'Specificity' advised for RIAs in wake of SEC self-reporting initiative
Attorneys discuss language used in Form ADV filings.
Financial advisors registered with the Securities and Exchange Commission should expect continued scrutiny from regulators in the wake of a self-reporting initiative that brought 79 settlements with advisors and returned more than $125 million to investors.
Related: SEC settles with 79 RIAs under share-class disclosure initiative
The SEC’s Share Class Selection Disclosure Initiative, launched in early 2018, gave advisory firms four months to self-report failures to adequately disclose 12b-1 fees and recommendations of higher cost share classes when lower cost shares of the same investments were available.
In some cases, firms that did not self-disclose during the first initiative are already receiving document requests from the SEC.
Future investigations may not fall directly under the SCSD initiative, but will be an offspring of the initiative, according to James Lundy, a partner with Drinker, Biddle & Reath.

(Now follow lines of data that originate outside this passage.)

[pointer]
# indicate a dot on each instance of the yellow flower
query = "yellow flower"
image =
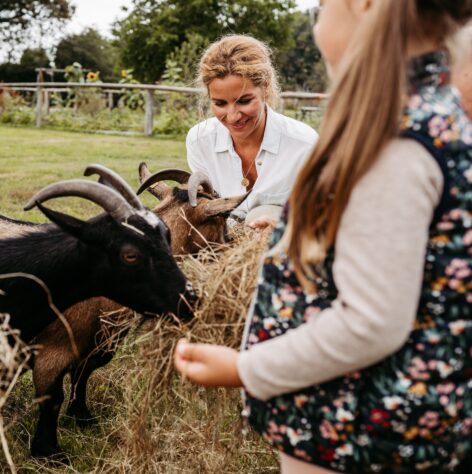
(412, 433)
(286, 312)
(418, 389)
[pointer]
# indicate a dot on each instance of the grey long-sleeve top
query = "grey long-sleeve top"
(378, 271)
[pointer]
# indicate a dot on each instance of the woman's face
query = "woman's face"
(336, 23)
(238, 104)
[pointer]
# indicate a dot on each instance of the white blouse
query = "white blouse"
(285, 146)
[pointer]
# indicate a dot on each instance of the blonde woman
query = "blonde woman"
(247, 145)
(356, 356)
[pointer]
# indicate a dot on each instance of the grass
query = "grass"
(31, 159)
(149, 420)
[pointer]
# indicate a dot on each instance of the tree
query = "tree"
(17, 16)
(34, 58)
(22, 12)
(91, 50)
(301, 66)
(155, 28)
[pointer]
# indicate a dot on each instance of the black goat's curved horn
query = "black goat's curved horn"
(222, 206)
(107, 198)
(158, 189)
(198, 179)
(114, 180)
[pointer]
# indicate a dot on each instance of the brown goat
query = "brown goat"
(195, 216)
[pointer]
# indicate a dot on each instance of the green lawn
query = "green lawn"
(31, 159)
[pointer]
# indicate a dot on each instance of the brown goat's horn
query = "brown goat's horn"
(159, 189)
(198, 179)
(114, 180)
(223, 205)
(107, 198)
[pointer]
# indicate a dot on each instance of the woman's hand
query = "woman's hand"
(263, 224)
(207, 364)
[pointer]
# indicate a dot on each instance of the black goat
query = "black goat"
(123, 254)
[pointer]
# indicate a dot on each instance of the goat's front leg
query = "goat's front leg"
(45, 439)
(78, 395)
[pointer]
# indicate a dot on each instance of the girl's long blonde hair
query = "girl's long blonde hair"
(362, 115)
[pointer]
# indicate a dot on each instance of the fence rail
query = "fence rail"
(43, 89)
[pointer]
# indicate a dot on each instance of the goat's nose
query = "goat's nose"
(190, 294)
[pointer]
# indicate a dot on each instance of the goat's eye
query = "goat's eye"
(130, 256)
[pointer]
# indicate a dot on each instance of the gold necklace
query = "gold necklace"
(245, 181)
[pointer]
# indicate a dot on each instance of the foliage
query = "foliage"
(301, 67)
(181, 64)
(87, 100)
(18, 16)
(34, 58)
(132, 98)
(11, 72)
(91, 50)
(22, 12)
(154, 29)
(74, 72)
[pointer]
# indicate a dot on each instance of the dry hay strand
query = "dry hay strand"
(14, 356)
(170, 425)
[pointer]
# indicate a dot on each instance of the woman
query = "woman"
(247, 145)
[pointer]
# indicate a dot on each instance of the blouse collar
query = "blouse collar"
(430, 69)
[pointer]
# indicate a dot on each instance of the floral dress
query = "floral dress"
(411, 412)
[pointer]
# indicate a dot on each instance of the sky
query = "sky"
(100, 14)
(97, 14)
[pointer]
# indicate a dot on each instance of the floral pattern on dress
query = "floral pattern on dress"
(411, 412)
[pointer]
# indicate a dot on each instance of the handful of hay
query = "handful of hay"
(172, 425)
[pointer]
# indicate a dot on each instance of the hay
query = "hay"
(174, 426)
(14, 356)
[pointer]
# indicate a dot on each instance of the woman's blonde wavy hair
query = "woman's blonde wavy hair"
(362, 115)
(243, 56)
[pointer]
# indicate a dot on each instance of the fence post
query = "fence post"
(39, 104)
(149, 113)
(46, 102)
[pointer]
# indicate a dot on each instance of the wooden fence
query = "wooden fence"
(44, 89)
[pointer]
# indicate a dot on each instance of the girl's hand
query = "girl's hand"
(263, 224)
(207, 364)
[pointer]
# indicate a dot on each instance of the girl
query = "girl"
(247, 145)
(357, 349)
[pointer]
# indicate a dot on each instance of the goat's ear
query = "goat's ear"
(67, 223)
(222, 206)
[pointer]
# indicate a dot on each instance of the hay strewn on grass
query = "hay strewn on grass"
(151, 421)
(14, 355)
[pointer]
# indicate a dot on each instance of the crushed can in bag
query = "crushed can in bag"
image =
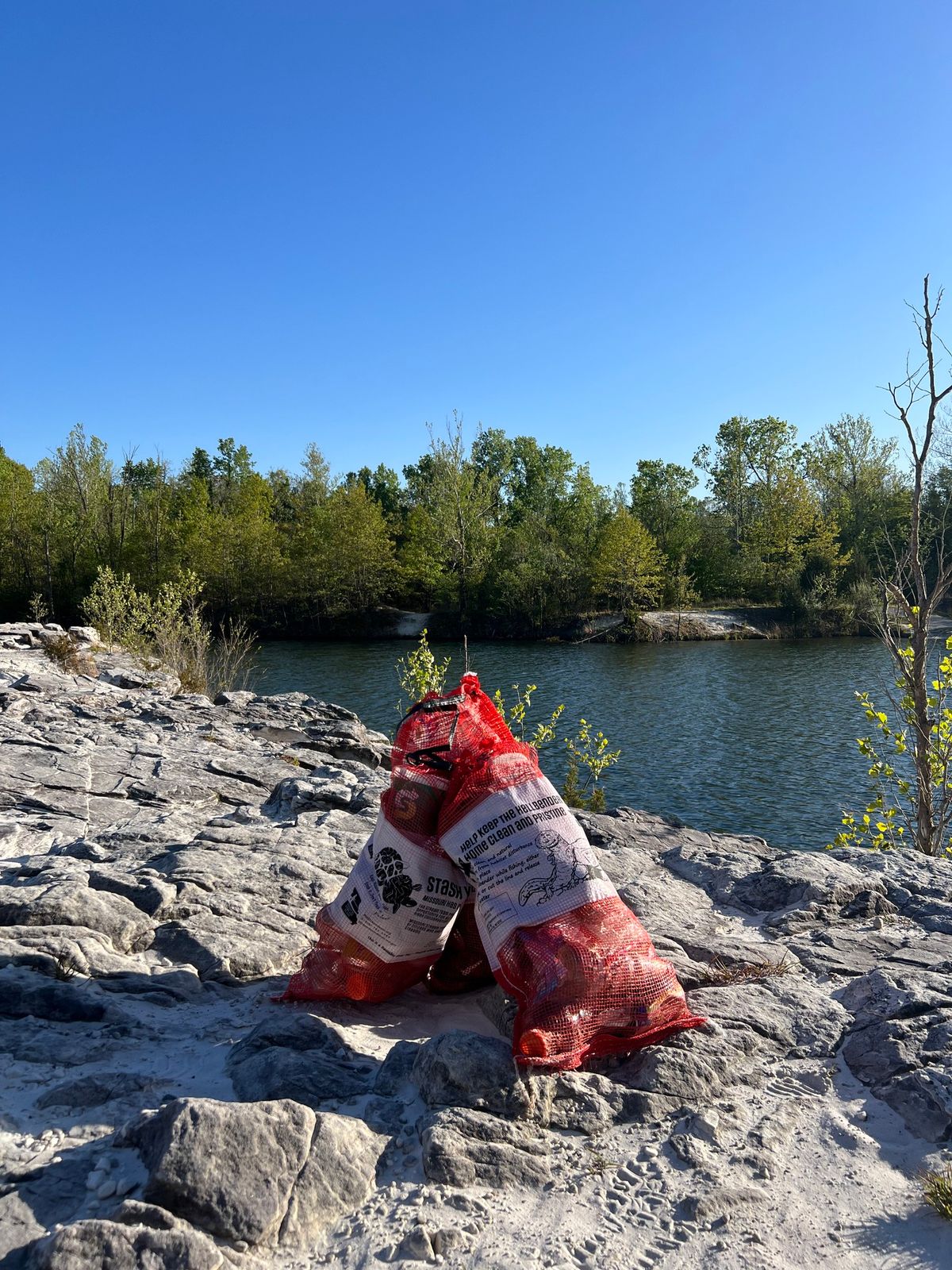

“There’s an expansive effort by the SEC’s enforcement division pertaining to revenue sharing,” Lund said in a recent webinar hosted by the firm.
“There will be more to come,” he said of the agency’s investigations of how RIAs are capturing 12b-1 fees, and whether they are fully disclosing all conflicts of interest on their Form ADV. “The asset management unit that led this initiative has been emboldened.”
Attorneys for the firm advise revising ADV and other client disclosure forms to include specific language on all revenue arrangements with mutual fund companies or custodians that would qualify as a conflict of interest.
“The more specificity, the better chance you have to avoid scrutiny,” said Fred Reish, also a partner in the firm. “Caution is a better approach.”
The SEC is taking particular aim at the use of the word “may” in Form ADV filings—as in a specific investment “may” create a conflict of interest.
One firm that settled with the SEC several years before the SCSD initiative ultimately sued the agency. In 2015, an administrative law judge ruled in favor of The Robare Group, saying the firm acted in good faith in constructing its disclosures, noting that it went so far as to hire a third-party compliance firm.
But the SEC appealed, and in 2016 the Commission overturned the administrative law judge’s ruling, and found the firm failed to adequately disclose material conflicts of interests, and willfully omitted material facts from its Form ADV.
Last January, the case was heard before the Court of Appeals for the District of Columbia. During oral arguments, the three-judge panel focused specifically on the firm’s use of the word “may” in its Form ADV.
A ruling is expected within the next months, and could have a considerable impact on how the SEC enforces disclosures, attorneys for Drinker Biddle said.